An employer is liable to pay compensation to a workman when he contracts a disease as included in Part A, B and C of Schedule III as under:
PART A: An employer is liable to pay compensation to a workman when he contracts disease. It contains the occupational diseases like:
- Parasitic diseases
- Diseases caused by work in compressed air.
- Diseases caused by lead or its toxic compounds.
- Poisoning by nitrous fumes.
- Poisoning by organ phosphorous compounds.
PART B: An employer is liable to pay compensation for any disease included in this part of the schedule provided a workman is in continuous service for a period of 6 months. It includes the diseases such as:
- Diseases caused by phosphorous or its toxic compounds.
- Disease caused by mercury or its toxic compounds.
- Disease caused by benzene or its toxic compounds.
- Diseases caused by radioactive substances.
- Disease caused by chromium and its toxic compounds.
- Disease caused by arsenic or its toxic compounds.
PART C: A workmen is entitled to compensation if he has been in service of one or more employers for such continuous period as the Central Government may specify. It includes the diseases such as:
- Allergy caused by inhalation of organic dusts.
- Acute pulmonary oedema of high altitude.
- Bronchopulmonary disease caused by hard metals.
CIRCUMSTANCES IN WHICH EMPLOYER IS NOT LIABLE:
An employer is not liable to pay compensation to a workman for personal injury caused to him by an accident arising out of and in the course of employment in the following circumstances:
- If the injury does not result in the total or partial disablement of a workmen for a period exceeding 3 days.

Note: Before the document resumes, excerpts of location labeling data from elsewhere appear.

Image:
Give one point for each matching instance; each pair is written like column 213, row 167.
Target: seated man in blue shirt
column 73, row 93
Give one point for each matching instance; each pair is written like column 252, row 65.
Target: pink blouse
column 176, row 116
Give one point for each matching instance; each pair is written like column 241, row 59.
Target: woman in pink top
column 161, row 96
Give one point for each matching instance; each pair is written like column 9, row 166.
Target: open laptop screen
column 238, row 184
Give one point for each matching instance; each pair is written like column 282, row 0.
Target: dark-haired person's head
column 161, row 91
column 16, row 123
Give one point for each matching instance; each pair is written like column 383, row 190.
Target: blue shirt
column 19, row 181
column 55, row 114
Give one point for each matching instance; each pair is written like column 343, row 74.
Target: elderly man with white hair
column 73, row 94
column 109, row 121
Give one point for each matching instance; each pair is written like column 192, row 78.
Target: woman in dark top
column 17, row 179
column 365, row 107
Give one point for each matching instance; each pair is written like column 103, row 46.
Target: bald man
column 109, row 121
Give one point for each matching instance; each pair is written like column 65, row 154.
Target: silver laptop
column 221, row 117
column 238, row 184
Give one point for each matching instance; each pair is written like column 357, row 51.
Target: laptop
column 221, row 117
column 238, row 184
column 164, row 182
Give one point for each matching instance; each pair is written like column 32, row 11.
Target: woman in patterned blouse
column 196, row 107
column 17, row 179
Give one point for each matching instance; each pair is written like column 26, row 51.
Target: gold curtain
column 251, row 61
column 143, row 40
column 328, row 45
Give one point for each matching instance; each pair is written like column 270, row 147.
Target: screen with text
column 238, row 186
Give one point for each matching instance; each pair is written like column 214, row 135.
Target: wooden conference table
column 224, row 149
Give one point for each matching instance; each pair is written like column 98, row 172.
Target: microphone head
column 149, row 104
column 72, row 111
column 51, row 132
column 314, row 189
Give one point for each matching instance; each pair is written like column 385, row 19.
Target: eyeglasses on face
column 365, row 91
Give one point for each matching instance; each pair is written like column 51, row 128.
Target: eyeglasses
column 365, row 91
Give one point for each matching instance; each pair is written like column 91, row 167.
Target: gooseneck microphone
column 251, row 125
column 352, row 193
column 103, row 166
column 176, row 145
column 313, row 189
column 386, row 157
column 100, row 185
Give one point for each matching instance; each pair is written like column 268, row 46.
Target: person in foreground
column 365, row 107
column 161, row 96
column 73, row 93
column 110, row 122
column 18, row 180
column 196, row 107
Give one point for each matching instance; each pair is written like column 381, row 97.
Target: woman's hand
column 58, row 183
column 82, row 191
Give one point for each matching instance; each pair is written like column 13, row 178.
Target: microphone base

- If the injury mot resulting in such death caused by an accident which is directly attributable to:
- Employee’s wilful disobedience: If the injury or disability occurred due to the wilful disobedience of the employee, such as intentionally disregarding safety guidelines or instructions provided by the employer, the employer may not be liable for compensation.
- Employee’s intoxication: If the injury or disability resulted from the employee being under the influence of alcohol or drugs, and the employer can prove that the employee’s intoxication was the sole cause of the accident, the employer may not be liable for compensation.
- Employee’s wilful removal of safety guards: If the employee wilfully removes or disables any safety guard or protective device provided by the employer, and the injury or disability occurs as a result of this action, the employer may not be liable for compensation.
- Employee’s own negligence: If the injury or disability occurred due to the employee’s own negligence and it can be established that the negligence was the sole cause of the accident, the employer may not be liable for compensation.
- An employer is not liable to pay compensation in following cases also:
- When the accident did not arise out of and in the course of employment.
- When the workman filed a suit for damages in the Civil court
- When the occupation disease is not directly attributable to a specific injury.
These defences have been made available to an employer simply to restrain a workman from inflicting injuries to himself by his own act to claim compensation from the employer.